JEFFERSON CITY — Local officials are pushing for approval of a transient guest tax, or bed tax, under House Bill 28 in hopes that tourism will gain traction in Ashland.
If it passes, the bill would allow any future hotel in Ashland to tax guests up to 5% on top of the price of each occupied room per night.
House Bill 28, sponsored by Rep. Sara Walsh, R Ashland, passed the House Special Committee on Tourism during an executive session Wednesday.
The bill will move to the House floor next, before being sent to the Senate and the governor. The final decision will be up to the residents of Ashland, who will vote on the tax once it leaves the governor’s desk.
Tony St. Romaine, Ashland’s city administrator, said local officials have worked with Walsh over the last year to get the tax passed. St. Romaine said he is optimistic about commercial development in Ashland and the corresponding benefits of the bed tax.
St. Romaine said the city hopes to build one or two hotels in Ashland within the next two to three years, although the city does not currently have a hotel. One future hotel would be near the Columbia Regional Airport, corresponding with plans for the Lakeside Ashland entertainment park.

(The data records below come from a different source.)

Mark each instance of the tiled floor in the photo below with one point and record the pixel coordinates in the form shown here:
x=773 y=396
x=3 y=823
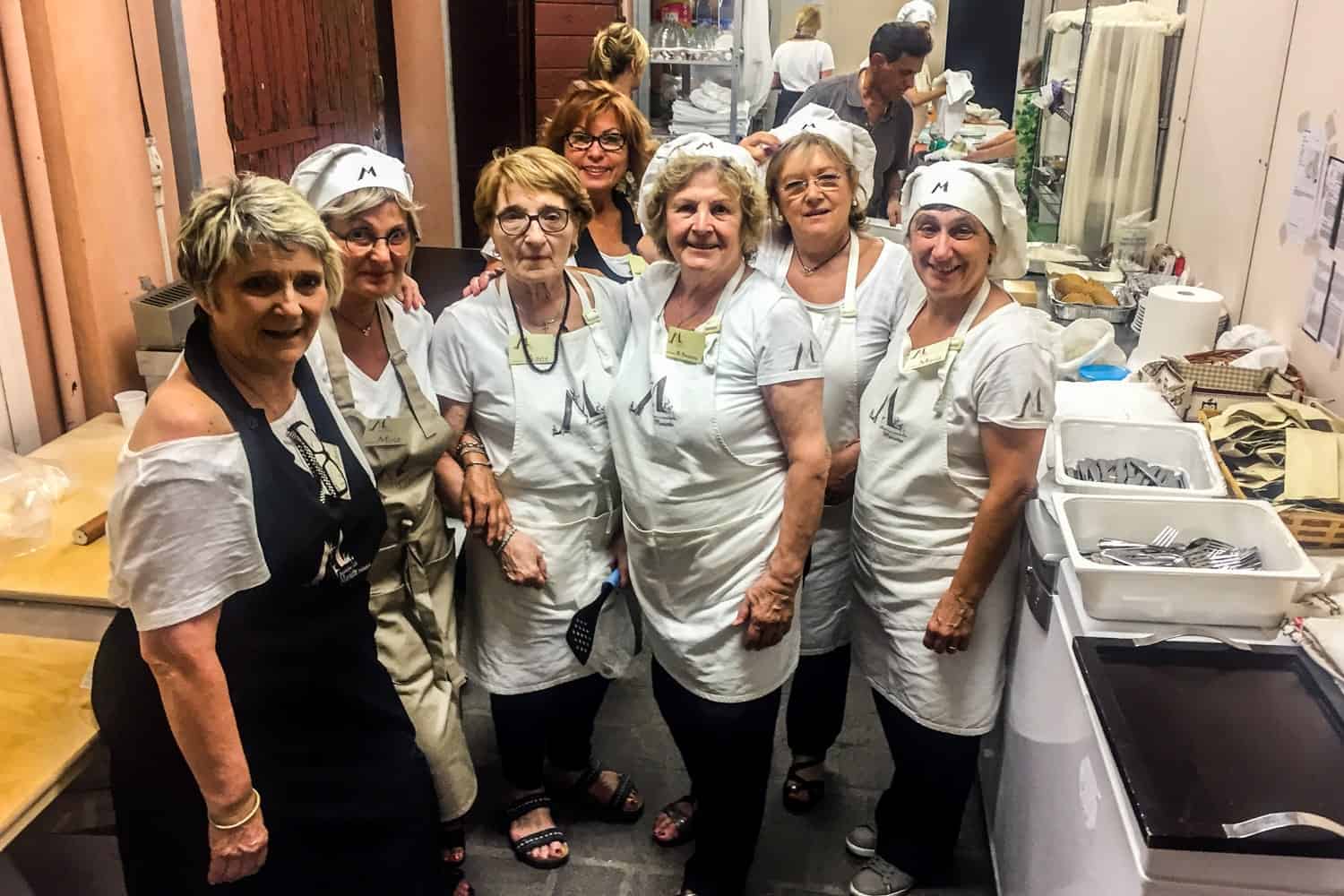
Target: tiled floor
x=798 y=856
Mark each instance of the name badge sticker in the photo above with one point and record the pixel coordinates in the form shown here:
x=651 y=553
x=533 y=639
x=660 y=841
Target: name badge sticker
x=540 y=347
x=685 y=346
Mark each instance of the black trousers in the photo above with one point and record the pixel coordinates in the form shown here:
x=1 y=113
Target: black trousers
x=919 y=814
x=726 y=748
x=554 y=723
x=816 y=702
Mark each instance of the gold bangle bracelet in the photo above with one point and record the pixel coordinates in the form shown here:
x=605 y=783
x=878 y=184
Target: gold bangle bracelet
x=242 y=821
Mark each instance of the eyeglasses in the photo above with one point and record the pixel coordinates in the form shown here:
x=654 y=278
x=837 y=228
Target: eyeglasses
x=362 y=239
x=825 y=183
x=515 y=223
x=610 y=140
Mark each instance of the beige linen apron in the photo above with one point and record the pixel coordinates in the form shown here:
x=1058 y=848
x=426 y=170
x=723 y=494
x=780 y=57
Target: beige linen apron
x=410 y=591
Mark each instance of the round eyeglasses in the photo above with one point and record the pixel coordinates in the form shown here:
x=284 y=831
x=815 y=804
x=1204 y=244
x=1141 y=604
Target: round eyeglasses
x=362 y=239
x=515 y=223
x=610 y=140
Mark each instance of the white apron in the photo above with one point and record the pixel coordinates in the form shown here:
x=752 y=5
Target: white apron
x=902 y=573
x=691 y=568
x=561 y=489
x=827 y=591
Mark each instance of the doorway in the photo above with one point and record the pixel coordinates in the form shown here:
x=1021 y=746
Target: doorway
x=301 y=74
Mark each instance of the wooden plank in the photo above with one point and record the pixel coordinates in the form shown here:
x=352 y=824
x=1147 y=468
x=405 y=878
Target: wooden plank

Lakeside Ashland is an upcoming complex that will include a lake, outdoor amphitheater and golf. Construction is expected to start in the spring at the new park site, 5900 E. Log Providence Road, west of U.S. 63 at the airport exit.
“You have people flying into Columbia or maybe flying out early in the morning, and having a place to stay convenient to the airport seems to make sense,” St. Romaine said.
He said two business parks are ready for development: Cartwright Business and Technology Center and East Ashland Plaza. The Cartwright Center sits adjacent to the airport, while East Ashland Plaza is off State Route Y near the main exit to Ashland.
Lelande Rehard, Ashland’s assistant city administrator, submitted written testimony in support of the bill during its Feb. 10 hearing. Rehard testified that the bed tax is a “needed funding source for our community” as tourism and development increase.
Rehard estimated that with a bed tax of 4%, a new Ashland hotel at 63% capacity would generate an additional $137,510 annually.
Rehard testified that once the full Cartwright Center, “is built out, i.e. retail, hotel, restaurants, gas station, etc., they are estimating 3,000,000 visitors annually.”
Besides funding economic development and tourism, St. Romaine said the bed tax will help cover expenses for public safety, including an additional law enforcement substation near the airport.